Stacking (RapidMiner Studio Core)

Description

Stacked generalization (or stacking) is a way of combining multiple models, that introduces the concept of a meta learner. Unlike bagging and boosting, stacking may be (and normally is) used to combine models of different types. The procedure is as follows: Split the training set into two disjoint sets. Train several base learners on the first part. Test the base learners on the second part. Using the predictions from step 3 as the inputs, and the correct responses as the outputs, train a higher level learner. Note that steps 1 to 3 are the same as cross-validation, but instead of using a winner-takes-all approach, we combine the base learners, possibly nonlinearly.

The crucial prior belief underlying the scientific method is that one can judge among a set of models by comparing them on data that was not used to create any of them. This prior belief is used in the cross-validation technique, to choose among a set of models based on a single data set. This is done by partitioning the data set into a training data set and a testing data set; training the models on the training data; and then choosing whichever of those trained models performs best on the testing data.

Stacking exploits this prior belief further. It does this by using performance on the testing data to combine the models rather than choose among them, thereby typically getting a better performance than any single one of the trained models. It has been successfully used on both supervised learning tasks (e.g. regression) and unsupervised learning (e.g. density estimation).

The Stacking operator is a nested operator. It has two subprocess: the Base Learners and the Stacking Model Learner subprocess. You need to have a basic understanding of subprocesses in order to apply this operator. Please study the documentation of the Subprocess operator for basic understanding of subprocesses.

Ensemble Theory Stacking is an ensemble method, therefore an overview of the Ensemble Theory has been discussed here. Ensemble methods use multiple models to obtain a better predictive performance than could be obtained from any of the constituent models.

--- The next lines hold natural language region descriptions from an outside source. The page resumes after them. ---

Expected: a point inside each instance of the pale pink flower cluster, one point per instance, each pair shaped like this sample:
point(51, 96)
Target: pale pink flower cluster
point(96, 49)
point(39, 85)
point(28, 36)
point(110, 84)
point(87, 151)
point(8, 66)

In other words, an ensemble is a technique for combining many weak learners in an attempt to produce a strong learner. Evaluating the prediction of an ensemble typically requires more computation than evaluating the prediction of a single model, so ensembles may be thought of as a way to compensate for poor learning algorithms by performing a lot of extra computation.

An ensemble is itself a supervised learning algorithm, because it can be trained and then used to make predictions. The trained ensemble, therefore, represents a single hypothesis. This hypothesis, however, is not necessarily contained within the hypothesis space of the models from which it is built. Thus, ensembles can be shown to have more flexibility in the functions they can represent. This flexibility can, in theory, enable them to over-fit the training data more than a single model would, but in practice, some ensemble techniques (especially bagging) tend to reduce problems related to over-fitting of the training data.

Empirically, ensembles tend to yield better results when there is a significant diversity among the models. Many ensemble methods, therefore, seek to promote diversity among the models they combine. Although perhaps non-intuitive, more random algorithms (like random decision trees) can be used to produce a stronger ensemble than very deliberate algorithms (like entropy-reducing decision trees). Using a variety of strong learning algorithms, however, has been shown to be more effective than using techniques that attempt to dumb-down the models in order to promote diversity.